Thread: -Wformat-signedness

-Wformat-signedness

From

Thomas Munro

Date:

29 October 2020, 21:37:07

Hi hackers,

There're probably mostly harmless, being mostly error and debug
messages and the like, and considering that eg OID parsing tolerates
negative numbers when reading them back in, but for what it's worth:
GCC complains about many %d vs %u type mixups if you build with
$SUBJECT.

Re: -Wformat-signedness

From

Peter Eisentraut

Date:

09 November 2020, 15:02:01

On 2020-10-29 22:37, Thomas Munro wrote:
> There're probably mostly harmless, being mostly error and debug
> messages and the like, and considering that eg OID parsing tolerates
> negative numbers when reading them back in, but for what it's worth:
> GCC complains about many %d vs %u type mixups if you build with
> $SUBJECT.

I had looked into this some time ago.  I have dusted off my patch again. 
The attached version fixes all warnings for me.

The following are the main categories of issues:

1. enums are unsigned by default in gcc, so all those internal error 
messages "unrecognized blah kind: %d" need to be changed to %u.

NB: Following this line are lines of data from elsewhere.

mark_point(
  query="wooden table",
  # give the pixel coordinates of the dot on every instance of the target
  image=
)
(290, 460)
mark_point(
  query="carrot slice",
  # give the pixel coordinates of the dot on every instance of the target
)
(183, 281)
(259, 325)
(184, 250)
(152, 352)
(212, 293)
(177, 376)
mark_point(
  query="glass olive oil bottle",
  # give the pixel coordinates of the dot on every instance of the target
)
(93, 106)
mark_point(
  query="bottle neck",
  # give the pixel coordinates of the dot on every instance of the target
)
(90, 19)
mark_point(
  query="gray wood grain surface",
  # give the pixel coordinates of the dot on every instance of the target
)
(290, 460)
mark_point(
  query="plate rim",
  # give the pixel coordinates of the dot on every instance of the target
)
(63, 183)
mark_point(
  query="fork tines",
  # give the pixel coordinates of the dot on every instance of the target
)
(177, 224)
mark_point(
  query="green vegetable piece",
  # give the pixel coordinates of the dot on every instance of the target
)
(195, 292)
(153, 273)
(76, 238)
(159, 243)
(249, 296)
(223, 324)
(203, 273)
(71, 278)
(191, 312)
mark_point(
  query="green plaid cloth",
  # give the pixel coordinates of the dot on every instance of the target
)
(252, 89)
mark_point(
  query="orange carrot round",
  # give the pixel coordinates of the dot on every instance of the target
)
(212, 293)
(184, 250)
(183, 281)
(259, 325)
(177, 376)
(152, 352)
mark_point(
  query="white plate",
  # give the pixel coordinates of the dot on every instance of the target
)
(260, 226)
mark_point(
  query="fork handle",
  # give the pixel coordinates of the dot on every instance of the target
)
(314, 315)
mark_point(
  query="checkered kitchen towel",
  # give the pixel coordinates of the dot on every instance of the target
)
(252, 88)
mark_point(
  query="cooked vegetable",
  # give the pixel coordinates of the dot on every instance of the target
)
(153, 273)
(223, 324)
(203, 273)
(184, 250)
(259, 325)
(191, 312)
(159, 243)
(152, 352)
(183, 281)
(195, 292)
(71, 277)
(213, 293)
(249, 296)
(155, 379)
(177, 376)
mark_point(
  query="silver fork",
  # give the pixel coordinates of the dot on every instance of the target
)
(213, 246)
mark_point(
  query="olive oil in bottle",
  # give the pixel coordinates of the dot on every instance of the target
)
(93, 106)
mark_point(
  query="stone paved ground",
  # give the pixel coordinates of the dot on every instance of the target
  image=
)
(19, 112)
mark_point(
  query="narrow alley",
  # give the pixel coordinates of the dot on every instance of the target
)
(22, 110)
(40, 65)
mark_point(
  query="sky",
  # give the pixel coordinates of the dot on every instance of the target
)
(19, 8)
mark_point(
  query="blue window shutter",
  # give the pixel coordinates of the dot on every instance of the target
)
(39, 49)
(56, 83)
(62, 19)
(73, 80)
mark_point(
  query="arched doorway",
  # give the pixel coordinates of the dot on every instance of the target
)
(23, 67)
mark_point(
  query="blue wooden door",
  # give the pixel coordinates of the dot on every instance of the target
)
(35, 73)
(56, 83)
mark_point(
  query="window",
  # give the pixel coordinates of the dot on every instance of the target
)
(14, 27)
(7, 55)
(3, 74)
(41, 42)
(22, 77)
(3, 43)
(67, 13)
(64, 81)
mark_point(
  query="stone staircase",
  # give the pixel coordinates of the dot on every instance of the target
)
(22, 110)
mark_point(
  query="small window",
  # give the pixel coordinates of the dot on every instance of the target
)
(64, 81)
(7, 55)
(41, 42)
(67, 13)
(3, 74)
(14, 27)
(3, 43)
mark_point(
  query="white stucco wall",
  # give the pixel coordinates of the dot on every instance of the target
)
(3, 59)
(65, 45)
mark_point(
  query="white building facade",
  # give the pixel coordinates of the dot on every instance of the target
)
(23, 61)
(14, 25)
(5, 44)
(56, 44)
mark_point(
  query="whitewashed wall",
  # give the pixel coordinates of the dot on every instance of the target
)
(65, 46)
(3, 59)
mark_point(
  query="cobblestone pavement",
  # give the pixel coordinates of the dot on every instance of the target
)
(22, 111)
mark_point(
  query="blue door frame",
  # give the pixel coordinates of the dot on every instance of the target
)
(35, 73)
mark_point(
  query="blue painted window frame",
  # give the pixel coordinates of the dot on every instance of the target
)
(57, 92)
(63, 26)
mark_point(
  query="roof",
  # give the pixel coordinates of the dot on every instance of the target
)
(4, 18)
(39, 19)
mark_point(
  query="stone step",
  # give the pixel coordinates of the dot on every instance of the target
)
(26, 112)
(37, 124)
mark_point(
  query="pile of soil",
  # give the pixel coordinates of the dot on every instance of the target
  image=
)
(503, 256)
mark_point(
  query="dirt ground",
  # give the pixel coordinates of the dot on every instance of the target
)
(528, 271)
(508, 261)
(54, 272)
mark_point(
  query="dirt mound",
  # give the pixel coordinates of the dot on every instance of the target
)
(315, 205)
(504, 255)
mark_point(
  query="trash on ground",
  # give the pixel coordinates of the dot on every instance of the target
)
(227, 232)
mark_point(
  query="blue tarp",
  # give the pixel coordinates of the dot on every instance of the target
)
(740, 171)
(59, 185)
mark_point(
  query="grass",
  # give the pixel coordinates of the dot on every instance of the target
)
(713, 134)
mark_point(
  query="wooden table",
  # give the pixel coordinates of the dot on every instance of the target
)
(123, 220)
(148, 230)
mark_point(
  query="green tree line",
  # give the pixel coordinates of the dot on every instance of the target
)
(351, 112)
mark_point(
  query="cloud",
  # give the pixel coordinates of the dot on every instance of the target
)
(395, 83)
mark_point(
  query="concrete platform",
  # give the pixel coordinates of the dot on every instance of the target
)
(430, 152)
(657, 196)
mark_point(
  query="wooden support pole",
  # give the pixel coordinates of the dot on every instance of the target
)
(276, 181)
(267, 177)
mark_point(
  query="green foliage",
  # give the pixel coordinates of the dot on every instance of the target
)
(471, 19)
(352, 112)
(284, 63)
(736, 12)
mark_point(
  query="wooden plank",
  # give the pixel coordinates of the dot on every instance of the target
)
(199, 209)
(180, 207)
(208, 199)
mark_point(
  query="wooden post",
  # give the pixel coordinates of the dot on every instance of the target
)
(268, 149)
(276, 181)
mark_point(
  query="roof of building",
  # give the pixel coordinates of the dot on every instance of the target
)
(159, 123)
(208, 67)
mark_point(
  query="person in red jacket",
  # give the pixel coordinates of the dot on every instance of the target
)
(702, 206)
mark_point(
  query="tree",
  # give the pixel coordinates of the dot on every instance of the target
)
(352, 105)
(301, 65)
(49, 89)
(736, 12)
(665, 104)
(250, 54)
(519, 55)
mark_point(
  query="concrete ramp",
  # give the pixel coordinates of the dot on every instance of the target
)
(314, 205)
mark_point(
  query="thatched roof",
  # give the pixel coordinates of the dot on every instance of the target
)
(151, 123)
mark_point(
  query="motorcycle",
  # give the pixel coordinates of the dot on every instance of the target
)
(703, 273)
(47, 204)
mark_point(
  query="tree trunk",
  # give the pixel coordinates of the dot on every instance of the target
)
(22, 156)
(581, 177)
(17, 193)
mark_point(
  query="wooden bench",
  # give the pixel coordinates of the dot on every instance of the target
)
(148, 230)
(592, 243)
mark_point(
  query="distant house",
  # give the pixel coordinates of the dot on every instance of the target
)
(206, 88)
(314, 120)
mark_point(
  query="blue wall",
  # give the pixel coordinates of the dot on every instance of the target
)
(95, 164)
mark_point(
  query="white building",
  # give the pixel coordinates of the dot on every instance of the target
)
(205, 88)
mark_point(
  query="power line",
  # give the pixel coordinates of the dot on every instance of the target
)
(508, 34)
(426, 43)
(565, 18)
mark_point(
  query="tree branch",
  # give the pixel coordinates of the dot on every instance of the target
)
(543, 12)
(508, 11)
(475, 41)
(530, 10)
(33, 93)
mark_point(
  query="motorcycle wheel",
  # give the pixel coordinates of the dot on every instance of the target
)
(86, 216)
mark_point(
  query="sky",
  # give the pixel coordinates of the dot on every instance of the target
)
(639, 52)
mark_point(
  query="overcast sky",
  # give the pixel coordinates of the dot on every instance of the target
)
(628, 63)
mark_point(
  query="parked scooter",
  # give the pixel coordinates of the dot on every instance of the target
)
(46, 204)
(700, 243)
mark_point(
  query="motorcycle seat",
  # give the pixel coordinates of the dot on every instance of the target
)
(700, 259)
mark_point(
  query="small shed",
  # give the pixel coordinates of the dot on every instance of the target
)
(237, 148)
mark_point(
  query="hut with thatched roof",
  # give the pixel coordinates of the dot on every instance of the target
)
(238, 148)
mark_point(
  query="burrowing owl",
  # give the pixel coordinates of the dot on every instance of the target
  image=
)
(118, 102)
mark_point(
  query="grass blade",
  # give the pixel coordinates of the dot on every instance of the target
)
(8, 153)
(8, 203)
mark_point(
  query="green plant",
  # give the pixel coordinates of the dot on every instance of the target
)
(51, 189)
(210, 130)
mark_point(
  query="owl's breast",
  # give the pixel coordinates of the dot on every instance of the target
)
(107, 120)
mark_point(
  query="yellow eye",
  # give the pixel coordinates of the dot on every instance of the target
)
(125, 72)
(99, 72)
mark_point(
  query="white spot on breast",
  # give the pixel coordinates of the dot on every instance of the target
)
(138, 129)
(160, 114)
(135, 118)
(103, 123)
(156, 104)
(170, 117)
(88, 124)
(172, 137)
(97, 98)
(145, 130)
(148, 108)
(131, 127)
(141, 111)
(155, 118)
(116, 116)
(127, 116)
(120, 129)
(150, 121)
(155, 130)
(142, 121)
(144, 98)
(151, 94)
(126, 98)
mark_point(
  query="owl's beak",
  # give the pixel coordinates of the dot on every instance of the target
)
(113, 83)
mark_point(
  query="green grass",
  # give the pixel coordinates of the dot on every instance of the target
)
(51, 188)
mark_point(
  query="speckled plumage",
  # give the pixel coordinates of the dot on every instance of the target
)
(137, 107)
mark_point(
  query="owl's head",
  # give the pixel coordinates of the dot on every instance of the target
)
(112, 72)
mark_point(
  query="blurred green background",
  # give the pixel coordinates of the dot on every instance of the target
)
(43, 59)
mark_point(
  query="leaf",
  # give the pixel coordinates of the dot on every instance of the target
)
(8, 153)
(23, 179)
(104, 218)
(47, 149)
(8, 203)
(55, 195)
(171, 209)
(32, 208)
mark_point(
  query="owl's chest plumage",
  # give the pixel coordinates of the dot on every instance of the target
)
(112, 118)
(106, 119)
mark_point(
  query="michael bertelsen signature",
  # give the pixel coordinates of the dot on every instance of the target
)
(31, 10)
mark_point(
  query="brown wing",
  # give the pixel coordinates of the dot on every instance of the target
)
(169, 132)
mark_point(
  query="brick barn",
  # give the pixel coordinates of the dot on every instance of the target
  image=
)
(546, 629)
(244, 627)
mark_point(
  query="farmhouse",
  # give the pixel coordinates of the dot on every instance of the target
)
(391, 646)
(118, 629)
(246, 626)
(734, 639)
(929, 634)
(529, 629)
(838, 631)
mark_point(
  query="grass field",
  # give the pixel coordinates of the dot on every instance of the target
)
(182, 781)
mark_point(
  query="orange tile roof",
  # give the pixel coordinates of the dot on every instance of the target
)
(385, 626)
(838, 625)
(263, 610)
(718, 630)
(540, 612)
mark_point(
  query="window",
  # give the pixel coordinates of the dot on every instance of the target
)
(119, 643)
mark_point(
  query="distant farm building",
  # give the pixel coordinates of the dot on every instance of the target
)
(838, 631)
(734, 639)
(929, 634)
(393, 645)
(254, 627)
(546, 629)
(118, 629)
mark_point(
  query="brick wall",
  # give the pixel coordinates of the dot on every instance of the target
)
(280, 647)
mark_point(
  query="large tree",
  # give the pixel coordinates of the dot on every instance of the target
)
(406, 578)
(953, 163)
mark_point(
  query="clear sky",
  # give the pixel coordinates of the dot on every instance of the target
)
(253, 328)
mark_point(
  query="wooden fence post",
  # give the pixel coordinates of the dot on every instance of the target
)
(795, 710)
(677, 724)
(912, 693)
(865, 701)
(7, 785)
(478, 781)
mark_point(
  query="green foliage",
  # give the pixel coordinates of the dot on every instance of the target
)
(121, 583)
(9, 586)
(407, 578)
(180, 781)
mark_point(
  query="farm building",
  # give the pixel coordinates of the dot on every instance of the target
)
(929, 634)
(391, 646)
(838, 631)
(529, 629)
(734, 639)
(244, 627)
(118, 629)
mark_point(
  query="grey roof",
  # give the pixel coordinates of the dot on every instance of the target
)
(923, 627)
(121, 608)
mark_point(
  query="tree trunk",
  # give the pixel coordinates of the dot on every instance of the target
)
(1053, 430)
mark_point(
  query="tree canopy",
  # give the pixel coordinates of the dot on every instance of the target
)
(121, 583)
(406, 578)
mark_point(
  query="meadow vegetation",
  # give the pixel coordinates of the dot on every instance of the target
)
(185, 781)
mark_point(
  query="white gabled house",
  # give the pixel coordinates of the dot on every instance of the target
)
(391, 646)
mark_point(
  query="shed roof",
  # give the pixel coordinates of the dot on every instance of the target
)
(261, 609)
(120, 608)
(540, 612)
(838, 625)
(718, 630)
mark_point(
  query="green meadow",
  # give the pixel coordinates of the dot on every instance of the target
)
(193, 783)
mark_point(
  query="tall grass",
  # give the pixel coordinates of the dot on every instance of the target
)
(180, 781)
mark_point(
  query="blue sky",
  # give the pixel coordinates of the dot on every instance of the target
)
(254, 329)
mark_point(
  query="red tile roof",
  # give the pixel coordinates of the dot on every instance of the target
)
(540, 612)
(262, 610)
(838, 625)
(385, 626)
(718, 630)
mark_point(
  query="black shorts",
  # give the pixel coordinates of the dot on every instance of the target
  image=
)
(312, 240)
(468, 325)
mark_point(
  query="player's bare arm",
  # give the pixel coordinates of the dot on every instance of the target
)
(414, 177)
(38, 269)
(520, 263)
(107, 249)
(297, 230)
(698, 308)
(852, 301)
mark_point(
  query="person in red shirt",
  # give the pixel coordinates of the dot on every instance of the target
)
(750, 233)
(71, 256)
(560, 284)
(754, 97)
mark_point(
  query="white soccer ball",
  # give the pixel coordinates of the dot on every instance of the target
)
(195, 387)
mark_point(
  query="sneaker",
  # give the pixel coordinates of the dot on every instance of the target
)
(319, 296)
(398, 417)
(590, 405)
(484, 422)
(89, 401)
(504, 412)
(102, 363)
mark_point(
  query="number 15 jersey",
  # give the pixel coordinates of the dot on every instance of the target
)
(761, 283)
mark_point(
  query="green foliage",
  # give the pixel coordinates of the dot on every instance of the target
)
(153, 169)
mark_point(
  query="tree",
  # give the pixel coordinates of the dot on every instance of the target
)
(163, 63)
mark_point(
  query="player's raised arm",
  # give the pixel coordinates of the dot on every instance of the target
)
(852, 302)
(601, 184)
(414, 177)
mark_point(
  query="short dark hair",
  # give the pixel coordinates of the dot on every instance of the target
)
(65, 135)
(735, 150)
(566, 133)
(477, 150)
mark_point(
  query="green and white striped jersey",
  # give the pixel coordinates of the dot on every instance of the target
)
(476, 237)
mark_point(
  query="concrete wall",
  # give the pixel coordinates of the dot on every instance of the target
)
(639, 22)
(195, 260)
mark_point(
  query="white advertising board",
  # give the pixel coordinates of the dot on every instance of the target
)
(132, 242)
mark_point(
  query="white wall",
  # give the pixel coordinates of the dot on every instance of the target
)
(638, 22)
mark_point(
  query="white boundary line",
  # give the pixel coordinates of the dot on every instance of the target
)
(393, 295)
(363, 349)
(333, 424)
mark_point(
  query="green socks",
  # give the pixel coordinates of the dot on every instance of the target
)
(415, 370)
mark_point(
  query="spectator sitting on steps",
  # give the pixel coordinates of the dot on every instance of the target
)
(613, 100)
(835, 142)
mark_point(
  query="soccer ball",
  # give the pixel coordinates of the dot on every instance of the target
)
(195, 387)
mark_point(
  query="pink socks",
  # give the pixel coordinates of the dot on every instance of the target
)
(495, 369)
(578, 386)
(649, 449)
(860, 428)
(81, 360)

I have split that into its own patch since it's easily separable.  All 
the remaining issues are in one patch.

2. Various trickery at the boundary of internal counters that are 
unsigned and external functions or views using signed types.  These need 
another look.

3. Various messages print signed values using %x formats, which need to 
be unsigned.  These might also need another look.

4. Issues with constants being signed by default.  For example, things 
like elog(ERROR, "foo is %u but should be %u", somevar, 55) warns 
because of the constant.  Should be changed to something like 55U for 
symmetry, or change the %u to %d.  This also reaches into genbki 
territory with all the OID constants being generated.

5. Some "surprising" but correct C behavior.  For example, unsigned 
short is promoted to int (not unsigned int) in variable arguments, so 
needs a %d format.

6. Finally, a bunch of uses were just plain wrong and should be corrected.

I haven't found anything that is a really serious bug, but I imagine you 
could run into trouble in various ways when you exceed the INT_MAX 
value.  But then again, if you use up INT_MAX WAL timelines, you 
probably have other problems. ;-)

Attachment

Re: -Wformat-signedness

From

Tom Lane

Date:

09 November 2020, 15:25:24

Peter Eisentraut <peter.eisentraut@enterprisedb.com> writes:
> 1. enums are unsigned by default in gcc, so all those internal error 
> messages "unrecognized blah kind: %d" need to be changed to %u.

Do we have reason to think that that is true in every C compiler?
My own preference for this would be to leave the messages as-is
and add explicit "(int)" casts to the arguments.  There are some
fraction of these that are like that already.

            regards, tom lane

Re: -Wformat-signedness

From

Thomas Munro

Date:

09 November 2020, 22:43:26

On Tue, Nov 10, 2020 at 4:25 AM Tom Lane <tgl@sss.pgh.pa.us> wrote:
> Peter Eisentraut <peter.eisentraut@enterprisedb.com> writes:
> > 1. enums are unsigned by default in gcc, so all those internal error
> > messages "unrecognized blah kind: %d" need to be changed to %u.
>
> Do we have reason to think that that is true in every C compiler?
> My own preference for this would be to leave the messages as-is
> and add explicit "(int)" casts to the arguments.  There are some
> fraction of these that are like that already.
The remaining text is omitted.